V1-4のST低下のみの pure posterior infarction です。
この後壁梗塞は、回旋枝由来です。
なお、以下の鑑別ポイントも理解しましょう。
- ◎右室肥大では、
- →V1で高いR波・時計方向回転・右軸偏位。がある。
◎LMT-ACSでは
→aVRのST上昇。(心電図検定試験的には、必須です。)
→ST低下は広範囲に発生する。
→またはI,III,aVFのみST低下で他の誘導で変化が少ない。
+ショックです。
→aVLでのミラーイメージでのST低下。
→房室伝導障害が発生しやすい。
→ST上昇は、III > II 誘導です。
→RCA遠位部閉塞でミラーイメージのV1-4のST低下出現。
◎たこつぼ心筋症では
→V1でのST-T変化が生じない。(ポイントです)
→心尖部瘤の変化なので、周辺の誘導で大きく変化します。
→midventricular/basalの場合は、心電図で分からない。
(だから試験には出せない・・ハズ)
from ECG- Case-014の解説です。
典型的な下壁・後壁・側壁梗塞です。
側壁梗塞=I 誘導・V5,6でのST上昇。
後壁梗塞=V1-4でのST低下。
下壁梗塞=II, III, aVFでのST上昇。
- ◎ST上昇が、II > III誘導。
- ◎aVLでのミラーイメージとしてのST低下無し。
- ◎伝導障害がないのも、示唆している。(これは付随的)
以前のお伝えしましたが、
*ミラーイメージはきれいに対側とは限らず、V1-4でST低下の隣で、V5,6のST上昇が示されることがあります。

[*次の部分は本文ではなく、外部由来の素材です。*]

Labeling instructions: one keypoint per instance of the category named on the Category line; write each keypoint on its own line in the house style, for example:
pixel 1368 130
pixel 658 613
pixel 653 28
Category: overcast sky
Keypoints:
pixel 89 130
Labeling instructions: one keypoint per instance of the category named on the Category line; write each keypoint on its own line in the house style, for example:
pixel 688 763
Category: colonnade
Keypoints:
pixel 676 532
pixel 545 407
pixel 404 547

*大きすぎる回旋枝だと、V1-5までST低下を呈することがあり。
*aVLは回旋枝分枝(OM-1)や前下行枝分枝(D-1)の支配領域であり、ST上昇すると高位側壁梗塞と呼ばれます。少なくとも、LCX-ACSでST低下はしません。
心エコーで障害壁運動の分布まで見ると、ハッキリするのですが、心電図検定試験の域を超えます。ER的には、組み合わせで判断します。
II, III, aVFにST-T変化無く、V1-4あたりのST低下のみだと、回旋枝閉塞によるLCX-ASの可能性が高まります。
LCXが大きくて、RCAがほぼ右室しか栄養しない症例や、RCAがとても大きくてLCXがないも同然な症例など、実臨床ではバリエーションあります。試験問題には出来ません。